The Mass Storage 1015 may contain Application or Programs 1017 that are loaded in to the main memory 1004 when processing begins on the application 1023. Additionally, the mass storage 1015 may contain data 1018 used by the processor during processing of applications 1023, NN 1010, machine learning algorithms 1021 and filling the database 1022. As used herein and as is generally understood by those skilled in the art, an applicationspecific integrated circuit (ASIC) is an integrated circuit customized for a particular use, rather than intended for general-purpose use.
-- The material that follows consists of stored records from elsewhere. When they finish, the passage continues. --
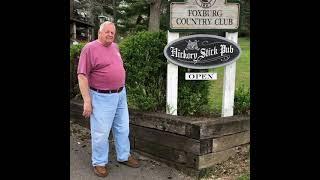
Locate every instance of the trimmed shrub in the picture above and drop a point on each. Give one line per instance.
(146, 68)
(75, 51)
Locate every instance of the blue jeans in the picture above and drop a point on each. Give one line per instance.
(109, 111)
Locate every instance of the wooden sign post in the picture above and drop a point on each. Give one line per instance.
(172, 81)
(203, 16)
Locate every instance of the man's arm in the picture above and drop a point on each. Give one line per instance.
(84, 89)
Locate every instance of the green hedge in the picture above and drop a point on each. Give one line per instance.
(146, 68)
(75, 51)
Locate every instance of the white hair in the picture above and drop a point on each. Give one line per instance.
(104, 24)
As used herein and as is generally understood by those skilled in the art, a Field Programmable Gate Array (FPGA) is an integrated circuit designed to be configured by a customer or a designer after manufacturing — hence "field-programmable". The FPGA configuration is generally specified using a hardware description language (HDL), similar to that used for an ASIC.
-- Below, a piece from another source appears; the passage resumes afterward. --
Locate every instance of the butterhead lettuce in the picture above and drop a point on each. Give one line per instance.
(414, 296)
As used herein and as is generally understood by those skilled in the art, a system on a chip or system on chip (SoC or SOC) is an integrated circuit (IC) that integrates all components of a computer or other electronic system into a single chip. It may contain digital, analog, mixed- signal, and often radio-frequency functions — all on a single chip substrate. A typical application is in the area of embedded systems.
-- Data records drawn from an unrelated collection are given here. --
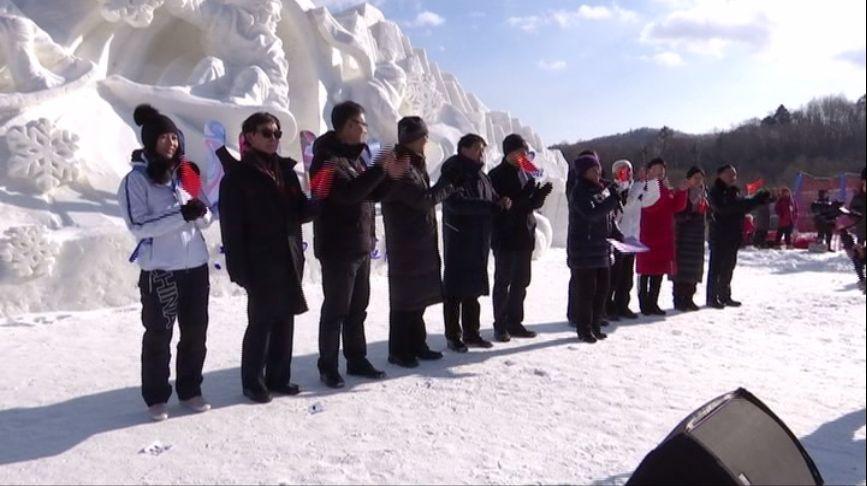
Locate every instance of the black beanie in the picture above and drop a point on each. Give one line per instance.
(724, 168)
(153, 124)
(410, 129)
(693, 171)
(514, 142)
A typical SoC includes the following hardware components:

One or more processor cores (e.g., microcontroller, microprocessor, or digital signal processor (DSP) cores.

Memory blocks, e.g., read only memory (ROM), random access memory (RAM), electrically erasable programmable read-only memory (EEPROM) and flash memory.

Timing sources, such as oscillators or phase-locked loops.

Peripherals, such as counter-timers, real-time timers, or power-on reset generators.

External interfaces, e.g., industry standards such as universal serial bus (USB), FireWire, Ethernet, universal asynchronous receiver/transmitter (USART), serial peripheral interface (SPI) bus.

Analog interfaces including analog to digital converters (ADCs) and digital to analog converters (DACs).

Voltage regulators and power management circuits.

These components are connected by either a proprietary or industry-standard bus. Direct Memory Access (DMA) controllers route data directly between external interfaces and memory, bypassing the processor core and thereby increasing the data throughput of the SoC. A typical SoC includes both the hardware components described above, and executable instructions (e.g., software or firmware) that controls the processor core(s), peripherals, and interfaces.

Aspects of the present disclosure allow for great flexibility and ease of use in customizing avatars and digital assets. Users can more easily customize avatars and digital assets generated from digital images compared to creating custom avatars from scratch using a generic template. Digital cameras are widely available and easy to use. They are a common feature of many smartphones, laptop computers and are often available as peripherals for gaming consoles. Furthermore, digital cameras and digital scanners can easily convert a conventional photograph or other image into a digital format. By leveraging digital image creation, aspects of the present disclosure provide a great deal of flexibility and opportunities for creativity in customizing avatars and digital assets.

While the above is a complete description of the preferred embodiment of the present invention, it is possible to use various alternatives, modifications, and equivalents. Therefore, the scope of the present invention should be determined not with reference to the above description but should, instead, be determined with reference to the appended claims, along with their full scope of equivalents. Any feature described herein, whether preferred or not, may be combined with any other feature described herein, whether preferred or not. In the claims that follow, the indefinite article “A”, or “An” refers to a quantity of one or more of the item following the article, except where expressly stated otherwise. The appended claims are not to be interpreted as including means-plus-function limitations, unless such a limitation is explicitly recited in a given claim using the phrase “means for.”